Machine learning and deep learning have recently demonstrated promise for image classification and detection; thus, different vehicle manufacturers and researchers apply them to in-vehicle child detection. Henrik Hallberg [16] developed a Raspberry Pi and camera system to classify real-time images based on convolutional neural networks to detect children inside vehicles. The system was trained on images collected from the web and real images captured by the authors of a doll inside a car seat. Yusen Hu [17] proposed a multitask cascaded convolutional neural network for detecting the presence of a child. The system was trained on a constructed child-in-vehicle dataset for children younger than seven years. These visual-based methods concentrate on forgotten children; however, some people forget that their pets suffocate inside vehicles. Asha Banu et al. [18] developed a visual-based system designed from an Arduino Pro Mini board equipped with an IR proximity sensor to detect whether a child has been left in a car.
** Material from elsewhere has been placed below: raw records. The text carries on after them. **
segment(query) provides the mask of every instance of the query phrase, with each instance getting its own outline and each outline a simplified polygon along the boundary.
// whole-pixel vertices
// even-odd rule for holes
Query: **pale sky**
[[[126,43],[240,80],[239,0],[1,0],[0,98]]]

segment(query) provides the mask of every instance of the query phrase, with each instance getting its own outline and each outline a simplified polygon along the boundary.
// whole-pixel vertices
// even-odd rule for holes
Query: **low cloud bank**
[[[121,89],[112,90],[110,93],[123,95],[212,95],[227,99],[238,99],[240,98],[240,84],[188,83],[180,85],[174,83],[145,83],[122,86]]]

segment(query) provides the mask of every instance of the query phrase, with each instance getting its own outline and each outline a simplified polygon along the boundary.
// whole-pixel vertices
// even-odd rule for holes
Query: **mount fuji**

A dataset was created from eight individual children. The haar features and Local Binary Pattern Histogram (LBPH) [23] were presented for feature extraction and face recognition.

To the authors’ knowledge, these are the only visual-based methods introduced for detecting forgotten children in enclosed vehicles. The abovementioned visual-based methods classify the images into two classes: zero or one. Zero means the image does not include a child, while one means that the image includes a child, and a notification is sent to the parents. However, sometimes an adult exists in the car with the child, and in this case, a false notification is sent. Therefore, several models are introduced and categorized into two-stage and single-stage methods for multiple object detection and localization in the same image. Two-stage methods include faster R-CNN [24] and Mask R-CNN [25], while single-stage methods include YOLO [26,27,28,29,30], SSD [31], and Nanodet [32]. Two-stage algorithms are more accurate at detecting objects than single-stage methods. However, these methods are unsuitable for embedded systems because they require high processing time and memory. This has encouraged researchers to improve the quality of these methods and design new models that are accurate and lighter than YOLO6 v1 [28], YOLO6 v2 [27], YOLO7 [29], and Nanodet.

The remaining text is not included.